Namun dalam pelaksanaannya ada beberapa kelemahan dalam penerapan MP3 seperti sering terjadinya perbedaan data antara data realisasi penerimaan pajak belum terintegrasi, hal ini membuat sering terjadi perbedaan pencatatan antara Ditjen Pajak dan Ditjen Perbendaharaan Negara. Penerimaan perpajakan dicatat oleh Ditjen Pajak dalam SAI sedangkan Ditjen Perbendaharaan Negara mencatatkannya dalam kas negara dengan sistem SAU. Maka diciptakanlah sistem gabungan kedua lembaga tersebut yaitu MPN untuk menyamakan persepsi kedua lembaga tersebut.

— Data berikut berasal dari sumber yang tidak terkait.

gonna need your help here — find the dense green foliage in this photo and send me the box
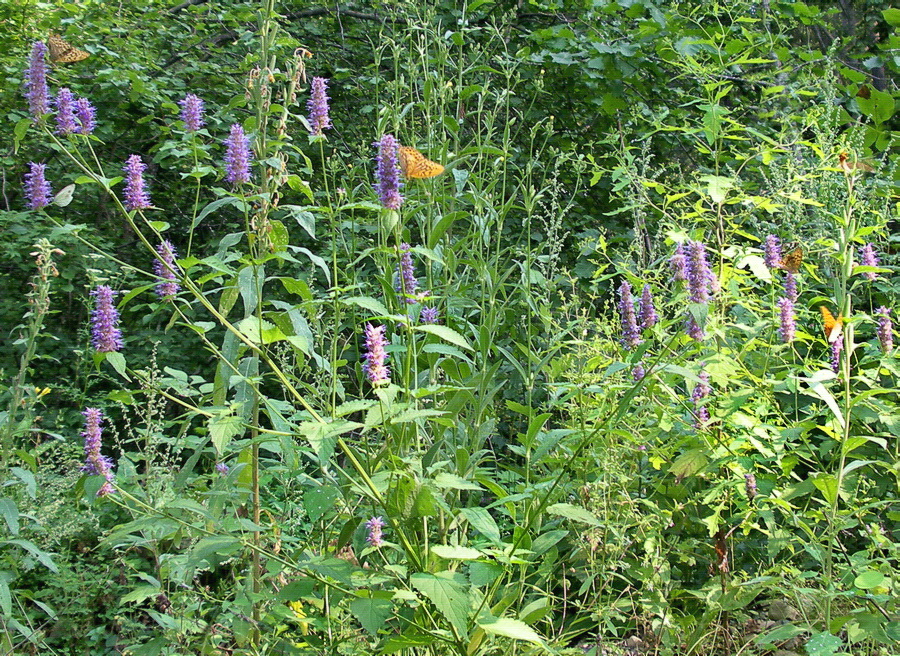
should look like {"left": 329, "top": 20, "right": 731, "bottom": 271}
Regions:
{"left": 2, "top": 1, "right": 900, "bottom": 655}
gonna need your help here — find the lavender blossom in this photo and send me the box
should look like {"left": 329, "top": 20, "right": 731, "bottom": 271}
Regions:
{"left": 366, "top": 516, "right": 386, "bottom": 547}
{"left": 153, "top": 240, "right": 180, "bottom": 299}
{"left": 24, "top": 41, "right": 50, "bottom": 121}
{"left": 831, "top": 339, "right": 843, "bottom": 374}
{"left": 632, "top": 363, "right": 645, "bottom": 381}
{"left": 744, "top": 473, "right": 757, "bottom": 501}
{"left": 81, "top": 408, "right": 115, "bottom": 496}
{"left": 691, "top": 369, "right": 712, "bottom": 427}
{"left": 396, "top": 243, "right": 418, "bottom": 303}
{"left": 73, "top": 97, "right": 96, "bottom": 135}
{"left": 420, "top": 306, "right": 439, "bottom": 324}
{"left": 374, "top": 134, "right": 403, "bottom": 210}
{"left": 687, "top": 241, "right": 712, "bottom": 303}
{"left": 617, "top": 280, "right": 642, "bottom": 350}
{"left": 307, "top": 77, "right": 331, "bottom": 135}
{"left": 224, "top": 124, "right": 252, "bottom": 185}
{"left": 123, "top": 155, "right": 152, "bottom": 211}
{"left": 764, "top": 234, "right": 781, "bottom": 269}
{"left": 178, "top": 93, "right": 205, "bottom": 132}
{"left": 638, "top": 284, "right": 658, "bottom": 329}
{"left": 777, "top": 296, "right": 795, "bottom": 343}
{"left": 877, "top": 306, "right": 893, "bottom": 354}
{"left": 24, "top": 162, "right": 52, "bottom": 210}
{"left": 216, "top": 462, "right": 229, "bottom": 476}
{"left": 90, "top": 285, "right": 123, "bottom": 352}
{"left": 55, "top": 88, "right": 77, "bottom": 135}
{"left": 859, "top": 243, "right": 879, "bottom": 281}
{"left": 784, "top": 271, "right": 798, "bottom": 303}
{"left": 670, "top": 243, "right": 688, "bottom": 283}
{"left": 362, "top": 323, "right": 390, "bottom": 386}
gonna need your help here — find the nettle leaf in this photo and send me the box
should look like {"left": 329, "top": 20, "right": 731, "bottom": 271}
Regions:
{"left": 349, "top": 596, "right": 393, "bottom": 635}
{"left": 477, "top": 616, "right": 544, "bottom": 645}
{"left": 459, "top": 507, "right": 502, "bottom": 544}
{"left": 546, "top": 503, "right": 602, "bottom": 527}
{"left": 410, "top": 572, "right": 469, "bottom": 637}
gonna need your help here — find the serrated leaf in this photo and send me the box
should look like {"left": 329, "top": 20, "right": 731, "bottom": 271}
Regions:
{"left": 547, "top": 503, "right": 602, "bottom": 527}
{"left": 431, "top": 544, "right": 482, "bottom": 560}
{"left": 459, "top": 507, "right": 501, "bottom": 544}
{"left": 415, "top": 324, "right": 473, "bottom": 351}
{"left": 349, "top": 596, "right": 393, "bottom": 635}
{"left": 410, "top": 573, "right": 469, "bottom": 637}
{"left": 477, "top": 616, "right": 544, "bottom": 644}
{"left": 433, "top": 472, "right": 483, "bottom": 491}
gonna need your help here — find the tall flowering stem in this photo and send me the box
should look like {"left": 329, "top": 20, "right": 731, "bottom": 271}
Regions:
{"left": 74, "top": 97, "right": 96, "bottom": 135}
{"left": 830, "top": 339, "right": 843, "bottom": 374}
{"left": 81, "top": 408, "right": 115, "bottom": 496}
{"left": 90, "top": 285, "right": 123, "bottom": 352}
{"left": 784, "top": 272, "right": 798, "bottom": 303}
{"left": 55, "top": 88, "right": 77, "bottom": 135}
{"left": 24, "top": 162, "right": 52, "bottom": 210}
{"left": 24, "top": 41, "right": 50, "bottom": 121}
{"left": 670, "top": 243, "right": 688, "bottom": 283}
{"left": 366, "top": 516, "right": 386, "bottom": 547}
{"left": 307, "top": 77, "right": 331, "bottom": 135}
{"left": 859, "top": 243, "right": 879, "bottom": 281}
{"left": 362, "top": 324, "right": 390, "bottom": 387}
{"left": 638, "top": 284, "right": 658, "bottom": 329}
{"left": 691, "top": 369, "right": 712, "bottom": 428}
{"left": 777, "top": 296, "right": 795, "bottom": 343}
{"left": 617, "top": 280, "right": 641, "bottom": 350}
{"left": 179, "top": 93, "right": 205, "bottom": 132}
{"left": 374, "top": 134, "right": 403, "bottom": 210}
{"left": 396, "top": 243, "right": 419, "bottom": 303}
{"left": 764, "top": 234, "right": 781, "bottom": 269}
{"left": 684, "top": 240, "right": 713, "bottom": 341}
{"left": 224, "top": 124, "right": 252, "bottom": 185}
{"left": 123, "top": 155, "right": 152, "bottom": 210}
{"left": 153, "top": 240, "right": 180, "bottom": 299}
{"left": 876, "top": 306, "right": 893, "bottom": 354}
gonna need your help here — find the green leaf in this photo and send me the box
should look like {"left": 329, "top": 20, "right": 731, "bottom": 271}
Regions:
{"left": 546, "top": 503, "right": 602, "bottom": 527}
{"left": 854, "top": 570, "right": 885, "bottom": 590}
{"left": 0, "top": 498, "right": 19, "bottom": 535}
{"left": 349, "top": 596, "right": 393, "bottom": 635}
{"left": 208, "top": 413, "right": 244, "bottom": 454}
{"left": 812, "top": 473, "right": 838, "bottom": 505}
{"left": 281, "top": 205, "right": 316, "bottom": 239}
{"left": 381, "top": 632, "right": 437, "bottom": 653}
{"left": 104, "top": 351, "right": 128, "bottom": 379}
{"left": 459, "top": 507, "right": 502, "bottom": 544}
{"left": 477, "top": 616, "right": 544, "bottom": 644}
{"left": 669, "top": 448, "right": 709, "bottom": 480}
{"left": 805, "top": 631, "right": 843, "bottom": 656}
{"left": 410, "top": 572, "right": 469, "bottom": 637}
{"left": 433, "top": 472, "right": 483, "bottom": 491}
{"left": 3, "top": 539, "right": 58, "bottom": 572}
{"left": 700, "top": 174, "right": 735, "bottom": 204}
{"left": 415, "top": 324, "right": 474, "bottom": 351}
{"left": 343, "top": 296, "right": 392, "bottom": 318}
{"left": 884, "top": 8, "right": 900, "bottom": 26}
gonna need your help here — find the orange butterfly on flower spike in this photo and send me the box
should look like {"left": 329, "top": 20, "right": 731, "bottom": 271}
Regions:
{"left": 47, "top": 33, "right": 89, "bottom": 63}
{"left": 777, "top": 246, "right": 803, "bottom": 274}
{"left": 838, "top": 152, "right": 874, "bottom": 174}
{"left": 820, "top": 306, "right": 844, "bottom": 343}
{"left": 399, "top": 146, "right": 444, "bottom": 179}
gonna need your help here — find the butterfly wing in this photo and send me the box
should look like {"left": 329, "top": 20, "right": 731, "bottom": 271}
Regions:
{"left": 48, "top": 34, "right": 89, "bottom": 63}
{"left": 778, "top": 247, "right": 803, "bottom": 274}
{"left": 820, "top": 306, "right": 843, "bottom": 343}
{"left": 399, "top": 146, "right": 444, "bottom": 179}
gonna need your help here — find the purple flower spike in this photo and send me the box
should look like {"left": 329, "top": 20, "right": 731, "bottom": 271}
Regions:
{"left": 55, "top": 88, "right": 77, "bottom": 135}
{"left": 366, "top": 516, "right": 386, "bottom": 547}
{"left": 638, "top": 284, "right": 658, "bottom": 329}
{"left": 362, "top": 323, "right": 390, "bottom": 387}
{"left": 24, "top": 162, "right": 52, "bottom": 210}
{"left": 307, "top": 77, "right": 331, "bottom": 135}
{"left": 831, "top": 339, "right": 843, "bottom": 373}
{"left": 744, "top": 473, "right": 757, "bottom": 501}
{"left": 24, "top": 41, "right": 50, "bottom": 121}
{"left": 123, "top": 155, "right": 152, "bottom": 211}
{"left": 153, "top": 240, "right": 180, "bottom": 299}
{"left": 670, "top": 243, "right": 688, "bottom": 283}
{"left": 859, "top": 243, "right": 879, "bottom": 281}
{"left": 420, "top": 306, "right": 440, "bottom": 324}
{"left": 396, "top": 243, "right": 419, "bottom": 303}
{"left": 81, "top": 408, "right": 115, "bottom": 496}
{"left": 764, "top": 235, "right": 781, "bottom": 269}
{"left": 374, "top": 134, "right": 403, "bottom": 210}
{"left": 73, "top": 97, "right": 96, "bottom": 135}
{"left": 687, "top": 241, "right": 712, "bottom": 303}
{"left": 777, "top": 296, "right": 795, "bottom": 343}
{"left": 691, "top": 369, "right": 712, "bottom": 428}
{"left": 90, "top": 285, "right": 123, "bottom": 352}
{"left": 216, "top": 462, "right": 229, "bottom": 476}
{"left": 784, "top": 271, "right": 798, "bottom": 303}
{"left": 179, "top": 93, "right": 205, "bottom": 132}
{"left": 632, "top": 363, "right": 645, "bottom": 381}
{"left": 617, "top": 280, "right": 642, "bottom": 350}
{"left": 877, "top": 306, "right": 892, "bottom": 354}
{"left": 224, "top": 124, "right": 252, "bottom": 185}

Apabila diatas sudah dijelaskan tentang tahapan – tahapan penyetoran atau pelaporan saat masih menggunakan MP3, berikut ini adalah tahapan – tahapan penyetoran dengan menggunakan Modul Penerimaan Negara (PER-78/PB/2006), yaitu :

1. Wajib Pajak/Wajib Bayar/Wajib Setor/Bendahara Penerimaan dapat melakukan pembayaran setiap saat melalui Bank/Pos yang terhubung dengan MPN.

2. Pembayaran yang dilakukan oleh Wajib Pajak/Wajib Bayar/Wajib Setor/Bendahara Penerimaan diakui sebagai pelunasan kewajiban sesuai dengan tanggal pembayaran.

3. Tata cara penyetoran penerimaan negara oleh Wajib Pajak/Wajib Bayar/Wajib Setor/Bendahara Penerimaan diatur sebagai berikut:

a. Pembayaran melalui loket/teller Bank/Pos

1. Mengisi formulir bukti setoran dengan data yang lengkap, benar, dan jelas dalam rangkap 4 (empat);

2. Menyerahkan formulir bukti setoran kepada petugas Bank/Pos dengan menyertakan uang setoran sebesar nilai yang tersebut dalam formulir yang bersangkutan;

3. Menerima kembali formulir bukti setoran lembar ke-1 dan lembar ke-3, yang telah diberi NTPN dan NTB/NTP serta dibubuhi tanda tangan/paraf, nama pejabat Bank/Pos, cap Bank/Pos, tanggal, dan waktu/jam setor sebagai bukti setor;

4. Menyampaikan bukti setoran kepada unit terkait. b. Pembayaran melalui electronic banking (e-banking)

1. Melakukan pendaftaran pada sistem registrasi pembayaran via internet di www.djpbn.depkeu.go.id;

2. Mengisi data setoran dengan lengkap dan benar untuk mendapatkan Nomor Register Pembayaran (NRP). Masa berlaku NRP sampai dengan jangka waktu yang ditetapkan;

3. Untuk tagihan yang ditetapkan instansi pemerintah, pendaftaran dilakukan oleh instansi terkait dan NRP tercantum pada surat tagihan dimaksud;

4. Melakukan pembayaran dengan menggunakan NRP;

5. Menerima NTPN sebagai bukti pengesahan setelah pembayaran dilakukan;

6. Mencetak BPN melalui sistem registrasi pembayaran atau di Bank dengan menunjukkan NTPN/NTB;

7. Menyampaikan BPN kepada unit terkait.

Dari tahapan – tahapan yang di paparkan diatas maka dapat dilihat bahwa pembayaran atau pelaporan kewajiban setelah diterapkannya MPN lebih mudah dan simpel dibandingkan saat masih menggunakan MP3. Seperti yang telah penulis jelaskan di atas bahwa MPN dan SIKKA adalah Sistem Informasi Akuntansi yang ada di direktorat jenderal pajak yang berdasarkan kepada Sistem Akuntansi Instansi. Pengertian Sistem Informasi Akuntansi menurut Gelinas, Orams, dan Wiggins (1997), yaitu :

“Mendefinisikan sistem informasi akuntansi (SIA) sebagai subsistem khusus dari sistem informasi manajemen yang tujuannya adalah menghimpun, memproses dan melaporkan informsi yang berkaitan dengan transaksi keuangan.”